Five years ago, the world was a simpler place. You could shame other people for using cryptographic hashes like SHA-1 just by yelling at them to use bcrypt and you were mostly right.

bcrypt is a password hash. The difference to cryptographic hashes like SHA-1 is that it adds a computational cost to password hashing. In other words: it’s intentionally slow. The reasoning is that if someone steals the hashes of the passwords of your customers, it’s going to be much more expensive to compute the passwords (which are probably also the passwords to their email accounts) to those hashes.

The Present

Fast-forward to 2016.

The attackers caught up big time. Making a password hash computationally expensive is not enough anymore because people started utilizing GPUs and building highly parallel hardware specifically for cracking as many passwords in parallel as possible: ASICs¹.

Thus the next step in this arms race was to introduce an additional memory cost to hashing passwords. That makes the highly parallelized cracking of passwords infeasible by significantly raising the costs.

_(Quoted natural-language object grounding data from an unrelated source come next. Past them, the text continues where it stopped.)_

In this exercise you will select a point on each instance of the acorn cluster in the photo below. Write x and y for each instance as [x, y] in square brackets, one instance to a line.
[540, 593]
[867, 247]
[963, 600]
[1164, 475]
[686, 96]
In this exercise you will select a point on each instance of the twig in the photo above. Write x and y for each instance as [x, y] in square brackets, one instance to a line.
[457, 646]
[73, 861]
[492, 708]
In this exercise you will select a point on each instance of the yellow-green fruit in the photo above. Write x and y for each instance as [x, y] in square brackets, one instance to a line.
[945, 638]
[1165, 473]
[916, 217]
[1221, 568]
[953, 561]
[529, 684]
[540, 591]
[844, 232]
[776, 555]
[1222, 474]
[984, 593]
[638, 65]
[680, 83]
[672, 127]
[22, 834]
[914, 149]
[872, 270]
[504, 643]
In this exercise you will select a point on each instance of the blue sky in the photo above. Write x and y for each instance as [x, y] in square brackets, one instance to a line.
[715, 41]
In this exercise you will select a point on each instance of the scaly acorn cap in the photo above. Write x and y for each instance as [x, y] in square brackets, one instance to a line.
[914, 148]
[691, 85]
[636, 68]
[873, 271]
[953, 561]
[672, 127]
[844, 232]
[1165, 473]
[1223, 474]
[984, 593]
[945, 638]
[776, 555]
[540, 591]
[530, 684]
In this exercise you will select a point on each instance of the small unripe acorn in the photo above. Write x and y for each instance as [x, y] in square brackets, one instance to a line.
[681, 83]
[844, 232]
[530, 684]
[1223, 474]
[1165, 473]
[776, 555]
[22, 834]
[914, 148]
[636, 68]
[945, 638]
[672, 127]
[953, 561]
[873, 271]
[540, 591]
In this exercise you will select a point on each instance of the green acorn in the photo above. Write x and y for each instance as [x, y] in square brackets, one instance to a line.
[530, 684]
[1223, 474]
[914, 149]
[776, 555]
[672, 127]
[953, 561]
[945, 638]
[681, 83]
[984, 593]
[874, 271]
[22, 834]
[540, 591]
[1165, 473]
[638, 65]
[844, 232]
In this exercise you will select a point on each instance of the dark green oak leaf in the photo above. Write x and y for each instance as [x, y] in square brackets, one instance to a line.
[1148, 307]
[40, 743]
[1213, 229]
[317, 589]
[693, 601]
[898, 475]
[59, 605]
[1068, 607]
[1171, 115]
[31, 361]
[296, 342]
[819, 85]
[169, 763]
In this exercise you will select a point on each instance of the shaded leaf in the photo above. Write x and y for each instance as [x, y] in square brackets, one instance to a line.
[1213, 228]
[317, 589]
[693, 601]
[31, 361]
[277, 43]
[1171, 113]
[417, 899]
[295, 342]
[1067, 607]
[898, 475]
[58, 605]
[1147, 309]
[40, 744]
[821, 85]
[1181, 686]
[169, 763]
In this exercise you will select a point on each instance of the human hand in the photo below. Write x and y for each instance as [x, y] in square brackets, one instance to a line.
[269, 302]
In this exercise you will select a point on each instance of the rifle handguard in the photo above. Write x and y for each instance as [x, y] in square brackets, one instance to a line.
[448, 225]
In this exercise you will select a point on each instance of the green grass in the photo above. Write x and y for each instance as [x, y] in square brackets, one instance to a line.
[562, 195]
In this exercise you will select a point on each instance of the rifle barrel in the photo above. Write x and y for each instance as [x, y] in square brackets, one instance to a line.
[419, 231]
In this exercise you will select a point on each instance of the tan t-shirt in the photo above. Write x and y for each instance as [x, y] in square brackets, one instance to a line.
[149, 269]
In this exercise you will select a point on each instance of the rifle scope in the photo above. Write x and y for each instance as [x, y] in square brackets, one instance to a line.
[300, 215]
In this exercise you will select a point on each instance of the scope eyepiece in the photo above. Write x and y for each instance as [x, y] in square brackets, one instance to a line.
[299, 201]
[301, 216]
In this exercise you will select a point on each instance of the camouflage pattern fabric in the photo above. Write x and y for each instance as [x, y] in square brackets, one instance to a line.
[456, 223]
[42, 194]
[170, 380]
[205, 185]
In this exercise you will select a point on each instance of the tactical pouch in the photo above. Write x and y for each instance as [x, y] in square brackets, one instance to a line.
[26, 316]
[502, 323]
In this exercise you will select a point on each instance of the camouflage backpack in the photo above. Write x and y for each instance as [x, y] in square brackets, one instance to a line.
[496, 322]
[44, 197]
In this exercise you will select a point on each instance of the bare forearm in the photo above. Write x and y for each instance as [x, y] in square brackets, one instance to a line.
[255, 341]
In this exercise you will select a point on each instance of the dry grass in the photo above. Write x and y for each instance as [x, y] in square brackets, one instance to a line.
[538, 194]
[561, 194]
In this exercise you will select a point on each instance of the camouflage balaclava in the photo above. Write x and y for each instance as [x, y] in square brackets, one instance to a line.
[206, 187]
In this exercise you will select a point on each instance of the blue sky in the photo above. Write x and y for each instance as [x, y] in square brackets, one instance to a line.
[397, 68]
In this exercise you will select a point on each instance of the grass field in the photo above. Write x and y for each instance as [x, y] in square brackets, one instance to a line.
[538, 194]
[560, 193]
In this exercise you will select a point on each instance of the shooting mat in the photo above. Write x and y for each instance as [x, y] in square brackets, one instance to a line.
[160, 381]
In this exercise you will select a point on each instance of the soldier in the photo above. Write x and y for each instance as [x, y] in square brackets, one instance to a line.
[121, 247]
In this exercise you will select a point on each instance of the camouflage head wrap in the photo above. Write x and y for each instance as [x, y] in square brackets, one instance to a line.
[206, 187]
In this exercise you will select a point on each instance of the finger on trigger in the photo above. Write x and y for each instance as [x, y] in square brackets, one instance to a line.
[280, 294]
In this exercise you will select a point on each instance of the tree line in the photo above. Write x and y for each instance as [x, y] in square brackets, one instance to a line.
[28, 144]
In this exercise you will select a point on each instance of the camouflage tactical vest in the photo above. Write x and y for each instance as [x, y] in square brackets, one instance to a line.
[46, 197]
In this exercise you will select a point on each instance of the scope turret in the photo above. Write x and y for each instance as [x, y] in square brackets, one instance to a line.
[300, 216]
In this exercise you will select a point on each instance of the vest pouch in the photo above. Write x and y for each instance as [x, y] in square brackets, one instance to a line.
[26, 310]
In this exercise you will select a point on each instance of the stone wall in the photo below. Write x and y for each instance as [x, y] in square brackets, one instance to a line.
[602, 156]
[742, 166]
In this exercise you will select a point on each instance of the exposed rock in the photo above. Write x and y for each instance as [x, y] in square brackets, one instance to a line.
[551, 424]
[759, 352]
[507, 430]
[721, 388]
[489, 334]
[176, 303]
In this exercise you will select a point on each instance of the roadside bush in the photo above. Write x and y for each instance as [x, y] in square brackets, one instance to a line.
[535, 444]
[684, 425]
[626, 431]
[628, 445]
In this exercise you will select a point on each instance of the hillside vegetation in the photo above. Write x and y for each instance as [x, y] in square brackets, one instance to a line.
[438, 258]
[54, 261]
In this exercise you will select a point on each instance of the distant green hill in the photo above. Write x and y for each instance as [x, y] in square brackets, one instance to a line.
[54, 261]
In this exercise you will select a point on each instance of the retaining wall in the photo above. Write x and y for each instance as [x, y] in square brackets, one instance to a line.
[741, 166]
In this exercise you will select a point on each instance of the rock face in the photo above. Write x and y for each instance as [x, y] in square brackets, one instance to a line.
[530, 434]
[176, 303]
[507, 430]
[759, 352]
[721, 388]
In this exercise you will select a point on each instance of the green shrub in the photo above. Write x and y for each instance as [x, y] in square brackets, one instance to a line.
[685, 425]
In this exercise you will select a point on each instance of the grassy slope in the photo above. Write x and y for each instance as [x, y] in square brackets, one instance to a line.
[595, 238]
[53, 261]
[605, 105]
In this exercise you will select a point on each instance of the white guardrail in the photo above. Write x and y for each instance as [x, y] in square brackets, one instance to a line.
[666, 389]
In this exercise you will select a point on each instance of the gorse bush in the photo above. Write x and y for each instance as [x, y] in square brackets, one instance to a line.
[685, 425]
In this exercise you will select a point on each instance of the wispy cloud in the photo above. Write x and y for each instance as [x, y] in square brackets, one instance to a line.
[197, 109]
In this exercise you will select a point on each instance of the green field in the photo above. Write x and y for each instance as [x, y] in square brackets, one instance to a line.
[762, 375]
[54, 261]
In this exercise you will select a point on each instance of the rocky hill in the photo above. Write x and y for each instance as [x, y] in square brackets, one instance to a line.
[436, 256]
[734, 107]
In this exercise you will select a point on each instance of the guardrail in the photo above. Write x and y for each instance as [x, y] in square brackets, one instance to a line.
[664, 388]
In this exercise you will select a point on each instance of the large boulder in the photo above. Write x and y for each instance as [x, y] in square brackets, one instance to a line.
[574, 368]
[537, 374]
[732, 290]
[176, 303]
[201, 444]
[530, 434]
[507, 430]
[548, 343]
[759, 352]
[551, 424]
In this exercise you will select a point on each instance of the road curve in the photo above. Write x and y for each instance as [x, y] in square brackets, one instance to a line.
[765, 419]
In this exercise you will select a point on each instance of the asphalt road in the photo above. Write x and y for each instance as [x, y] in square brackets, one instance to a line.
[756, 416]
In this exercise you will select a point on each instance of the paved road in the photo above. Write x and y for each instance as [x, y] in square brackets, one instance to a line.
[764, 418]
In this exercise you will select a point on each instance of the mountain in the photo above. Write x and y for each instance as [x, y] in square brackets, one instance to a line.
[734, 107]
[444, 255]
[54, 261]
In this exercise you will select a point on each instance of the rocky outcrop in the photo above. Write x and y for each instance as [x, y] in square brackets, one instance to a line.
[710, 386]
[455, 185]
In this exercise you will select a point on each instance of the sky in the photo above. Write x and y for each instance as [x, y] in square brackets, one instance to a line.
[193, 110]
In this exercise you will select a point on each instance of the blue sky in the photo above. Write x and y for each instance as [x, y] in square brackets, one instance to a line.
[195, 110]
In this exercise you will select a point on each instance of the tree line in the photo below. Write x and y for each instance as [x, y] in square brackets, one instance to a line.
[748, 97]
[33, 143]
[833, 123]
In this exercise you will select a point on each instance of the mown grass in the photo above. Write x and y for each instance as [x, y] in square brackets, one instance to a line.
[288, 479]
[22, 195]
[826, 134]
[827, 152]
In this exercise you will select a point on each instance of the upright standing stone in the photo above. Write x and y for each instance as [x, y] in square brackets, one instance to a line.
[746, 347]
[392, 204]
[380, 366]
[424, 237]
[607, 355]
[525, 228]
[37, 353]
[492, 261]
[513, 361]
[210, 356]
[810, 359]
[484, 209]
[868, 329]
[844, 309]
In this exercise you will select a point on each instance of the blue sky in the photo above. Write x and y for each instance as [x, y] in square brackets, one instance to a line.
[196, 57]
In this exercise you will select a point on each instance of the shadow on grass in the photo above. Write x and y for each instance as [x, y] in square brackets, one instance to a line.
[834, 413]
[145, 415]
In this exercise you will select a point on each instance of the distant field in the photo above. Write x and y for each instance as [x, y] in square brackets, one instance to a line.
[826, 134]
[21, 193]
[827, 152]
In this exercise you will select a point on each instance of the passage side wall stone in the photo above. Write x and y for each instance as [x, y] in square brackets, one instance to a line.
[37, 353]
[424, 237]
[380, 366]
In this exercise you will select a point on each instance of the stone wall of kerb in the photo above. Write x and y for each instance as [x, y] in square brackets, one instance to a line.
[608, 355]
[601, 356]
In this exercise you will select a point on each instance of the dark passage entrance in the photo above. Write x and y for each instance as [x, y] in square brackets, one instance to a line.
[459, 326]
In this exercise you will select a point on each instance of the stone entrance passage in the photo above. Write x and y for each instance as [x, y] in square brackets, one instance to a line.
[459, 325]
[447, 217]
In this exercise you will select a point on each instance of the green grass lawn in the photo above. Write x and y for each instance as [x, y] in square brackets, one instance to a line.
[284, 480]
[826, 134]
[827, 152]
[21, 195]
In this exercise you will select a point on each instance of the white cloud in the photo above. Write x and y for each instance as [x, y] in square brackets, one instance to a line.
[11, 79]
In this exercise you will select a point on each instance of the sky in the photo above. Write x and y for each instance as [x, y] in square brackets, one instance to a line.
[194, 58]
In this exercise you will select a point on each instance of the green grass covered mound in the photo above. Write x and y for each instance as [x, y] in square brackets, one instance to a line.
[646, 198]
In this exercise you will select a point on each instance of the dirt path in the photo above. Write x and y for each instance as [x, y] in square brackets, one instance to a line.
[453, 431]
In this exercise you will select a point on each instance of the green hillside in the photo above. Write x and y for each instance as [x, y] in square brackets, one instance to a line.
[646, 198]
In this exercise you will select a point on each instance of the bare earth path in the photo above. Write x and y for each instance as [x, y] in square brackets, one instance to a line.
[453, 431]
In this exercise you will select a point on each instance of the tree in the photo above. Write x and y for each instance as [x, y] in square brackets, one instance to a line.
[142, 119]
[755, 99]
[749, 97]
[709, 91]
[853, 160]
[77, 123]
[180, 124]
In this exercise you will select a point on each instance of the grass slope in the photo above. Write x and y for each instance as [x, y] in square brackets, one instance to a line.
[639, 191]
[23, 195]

Currently, the most popular memory hard implementation is scrypt by the former FreeBSD Security Officer Dr. Colin Percival. Sadly, scrypt never got the attention it deserved; mostly due to the popularity of bcrypt and the NIST approval of PBKDF2 (that unfortunately also is not memory hard).

The Future

In the fall of 2012 Jean-Philippe Aumasson summoned an impressive round of cryptographers and security researchers, and initiated the Password Hashing Competition (PHC)².

Password hashing is everywhere, from web services’ credentials storage to mobile and desktop authentication or disk encryption systems. Yet there wasn’t an established standard to fulfill the needs of modern applications and to best protect against attackers. We started the Password Hashing Competition (PHC) to solve this problem.

In 2015, they announced the winner: Argon2.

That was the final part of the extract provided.